Photography at this event was not allowed. Photo courtesy of iehillel.org.

Around 100 people showed up to see Second City. The crowd was a mix between students and the Pueblo community. Some of the audience picked up a small handheld megaphone at the entrance so the improv group could hear their voices. The audience gave Second City a big welcoming to CSU-Pueblo.

Second City warmed up the crowd by performing a short series of various scenes. The first scene was in an airplane where a flight attendant warned the passengers to buckle up and woke up two men sleeping.

“Captain we need you to wake up to land the plane.”

There were multiple short scenes like this and the crowd cracked up in laughter.

These short scenes were followed by an improv skit that involved each cast member but they weren’t allowed to speak until they were pointed at by the lead cast member. Their objective was to tell a story about Taco Bell. The audience chose this story. They decided the story was a drama and then later as if it was written by Stephen King.

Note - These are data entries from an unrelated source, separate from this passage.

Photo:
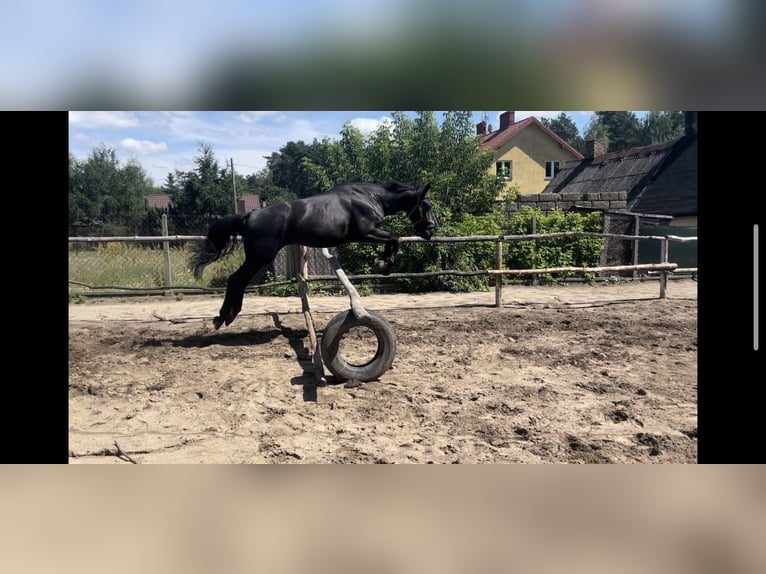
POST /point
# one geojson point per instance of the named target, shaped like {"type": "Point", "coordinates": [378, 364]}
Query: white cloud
{"type": "Point", "coordinates": [103, 119]}
{"type": "Point", "coordinates": [369, 125]}
{"type": "Point", "coordinates": [143, 147]}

Six more skits followed this scene, which were of a variety of topics. Two of them were songs, one about a break up the other about ironic situations. Second City had an improv scene that involved a bell that could rewind the story back and they had to make up new jokes. The scene picked by the crowd for this improv was in a Jamaican dormitory.

After a short intermission, Second City came back with 10 more skits. These skits changed periodically from a scene of a doctor and a patient imitating each other to a political song with a Tea Party member and an “Occupy Wall Street” advocate. These skits ranged from short snippets to lengthy scenes.

There were 23 skits and the final skit was of a man who sat center stage and wrote the scene on the stage as it happened. It was set in the 1930s. The cast grabbed an audience member and incorporated him into the skit. Second City gave him a Pepsi at the end of the bit as a reward for being part of it.

The crowd gave Second City a standing ovation and seemed to have really enjoyed themselves.

 “I really don’t have a favorite bit,” said Trevor Swank, a freshman at CSU-Pueblo, “Collectively, the show was good.”